Foto de 1997 mostra os Budas de Bamiã, no Afeganistão
Foto de 1997 mostra os Budas de Bamiã, no Afeganistão - Jean-Claude Chapon/AFP

Em fevereiro, o grupo emitiu um comunicado prometendo proteger, monitorar e preservar as relíquias do país. Depois de tomar Cabul, os militantes também prometeram ao diretor do Museu Nacional do Afeganistão —uma referência mundial de acervo da Antiguidade— que não vão pilhar seus artefatos. Como o anúncio de que os fundamentalistas vão respeitar o direito das mulheres, que foram apedrejadas ali até a morte nos anos 1990, essa promessa não inspira muita confiança dentro e fora do país.

Ainda que o Talibã cumpra o prometido em Cabul, a situação pode ser diferente nas zonas rurais, longe das câmeras da imprensa internacional. Há também divergências entre a liderança do grupo e seus militantes, alguns dos quais não estão necessariamente interessados em projetar uma imagem de moderação para manter o acesso a canais diplomáticos e financeiros.

O Icom, o conselho internacional de museus, na sigla em inglês, afirma que está acompanhando de perto a situação no país. Nas redes sociais, o órgão circulou uma longa lista de objetos que correm risco de pilhagem e destruição sob um regime radical do Talibã. Entre eles, vasos de cerâmica, estatuetas de calcita, painéis de marfim, jarros de cobre, moedas de bronze e relicários de ouro. São registros históricos, tangíveis, dos séculos passados nessa riquíssima região da Ásia central.

A pilhagem não é um risco que existe apenas sob o Talibã. Essa é uma realidade no Afeganistão há décadas, diz Bastien Varoutsikos, arqueólogo especializado no país. Artefatos são roubados e contrabandeados para suprir as demandas da Europa, dos Estados Unidos e do Golfo Pérsico. Nos últimos 30 anos, o museu já perdeu grande parte de sua coleção arqueológica e etnográfica. As atividades do Talibã, além do caos e da violência que a facção semeia, podem agravar o cenário.

A instabilidade política ameaça também o patrimônio intangível —algo com que Varoutsikos trabalha há tempos no Afeganistão. São práticas culturais como a tradição de recitar poemas ao som de um instrumento de corda feito de madeira de amoreira. Histórias folclóricas, canções populares e celebrações religiosas são também patrimônios valiosos, apesar de muitas vezes serem preteridos, com mais atenção sendo dada ao patrimônio material.

“Muitas tradições culturais foram interrompidas com a fuga dos afegãos”, diz Varoutsikos. Práticas como a música e a dança dependem de redes sociais que já não existem, com todo o êxodo causado pelo Talibã.

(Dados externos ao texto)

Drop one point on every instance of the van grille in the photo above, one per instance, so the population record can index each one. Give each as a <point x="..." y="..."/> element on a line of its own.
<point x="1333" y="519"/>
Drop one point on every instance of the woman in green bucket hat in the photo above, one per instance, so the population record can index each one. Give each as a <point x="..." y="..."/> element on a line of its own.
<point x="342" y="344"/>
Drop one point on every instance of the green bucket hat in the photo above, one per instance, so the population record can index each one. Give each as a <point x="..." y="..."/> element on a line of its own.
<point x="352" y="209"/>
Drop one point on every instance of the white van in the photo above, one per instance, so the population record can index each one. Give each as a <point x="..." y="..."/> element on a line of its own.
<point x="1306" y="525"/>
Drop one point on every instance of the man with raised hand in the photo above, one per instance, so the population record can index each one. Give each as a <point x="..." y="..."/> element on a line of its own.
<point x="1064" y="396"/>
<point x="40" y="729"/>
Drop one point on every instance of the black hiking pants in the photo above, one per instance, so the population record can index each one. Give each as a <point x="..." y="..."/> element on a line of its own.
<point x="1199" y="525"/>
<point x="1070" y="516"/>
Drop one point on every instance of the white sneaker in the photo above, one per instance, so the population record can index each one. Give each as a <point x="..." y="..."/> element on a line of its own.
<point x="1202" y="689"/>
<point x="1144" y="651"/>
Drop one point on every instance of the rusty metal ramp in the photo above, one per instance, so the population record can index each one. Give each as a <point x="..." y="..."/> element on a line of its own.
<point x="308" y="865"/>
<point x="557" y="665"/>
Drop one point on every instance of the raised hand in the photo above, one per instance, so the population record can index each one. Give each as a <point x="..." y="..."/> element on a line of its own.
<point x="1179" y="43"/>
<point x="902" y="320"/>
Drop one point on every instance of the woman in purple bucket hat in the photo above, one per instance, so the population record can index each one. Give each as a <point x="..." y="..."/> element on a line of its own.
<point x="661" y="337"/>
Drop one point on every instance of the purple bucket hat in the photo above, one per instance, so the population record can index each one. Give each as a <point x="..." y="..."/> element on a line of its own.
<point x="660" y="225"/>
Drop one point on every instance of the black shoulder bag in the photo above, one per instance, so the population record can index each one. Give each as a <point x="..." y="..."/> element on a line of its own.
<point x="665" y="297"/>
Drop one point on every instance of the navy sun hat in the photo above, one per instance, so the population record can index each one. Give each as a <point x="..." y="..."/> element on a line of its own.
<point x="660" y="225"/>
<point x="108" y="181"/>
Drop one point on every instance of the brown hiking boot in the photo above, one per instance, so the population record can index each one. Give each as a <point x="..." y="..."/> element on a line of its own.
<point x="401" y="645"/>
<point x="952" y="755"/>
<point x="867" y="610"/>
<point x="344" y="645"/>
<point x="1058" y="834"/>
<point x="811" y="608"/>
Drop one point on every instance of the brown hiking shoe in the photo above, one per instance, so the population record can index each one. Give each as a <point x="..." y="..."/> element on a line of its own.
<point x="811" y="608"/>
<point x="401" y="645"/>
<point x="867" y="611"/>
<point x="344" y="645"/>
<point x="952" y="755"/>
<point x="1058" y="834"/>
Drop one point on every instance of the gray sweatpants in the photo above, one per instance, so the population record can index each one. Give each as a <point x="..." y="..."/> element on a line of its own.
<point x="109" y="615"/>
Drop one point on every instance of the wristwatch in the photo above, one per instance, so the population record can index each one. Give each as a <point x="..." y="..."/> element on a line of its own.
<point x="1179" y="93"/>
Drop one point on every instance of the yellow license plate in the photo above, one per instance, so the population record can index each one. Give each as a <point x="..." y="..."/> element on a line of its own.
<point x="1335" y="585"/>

Foi o que aconteceu entre 1996 e 2001, quando o Talibã dominou o país. Essa facção, avessa à música fora de contextos religiosos específicos, proibiu que afegãos tocassem seus instrumentos musicais. Muitos dos artesãos se refugiaram, portanto, em países como o Paquistão e o Irã, conta Varoutsikos.

Alguns continuaram seu trabalho ali. Mas algo se perdeu —por exemplo, com o uso de diferentes madeiras, que soam diferente, e com a impossibilidade de transmitir conhecimento oral. A cultura precisa ser praticada para continuar a existir, diz Varoutsikos. Do contrário, some.

O trabalho de conservação, feito por gente como ele, por vezes esbarra na ressalva de quem insiste em que toda a atenção internacional e todo o capital deveriam ser investidos na assistência humanitária —coisas como campos de refugiados e comida. O arqueólogo discorda desse tipo de visão que divide o mundo entre duas coisas.

Ele aponta para a conexão entre a herança cultural e as pessoas que a praticam. São pessoas, também, que erguem os monumentos e os visitam. Varoutsikos diz, ademais, que as tradições de um povo estão ligadas ao seu bem-estar e à preservação de sua história e de sua identidade. “A divisão entre pessoas e pedras é irrelevante.”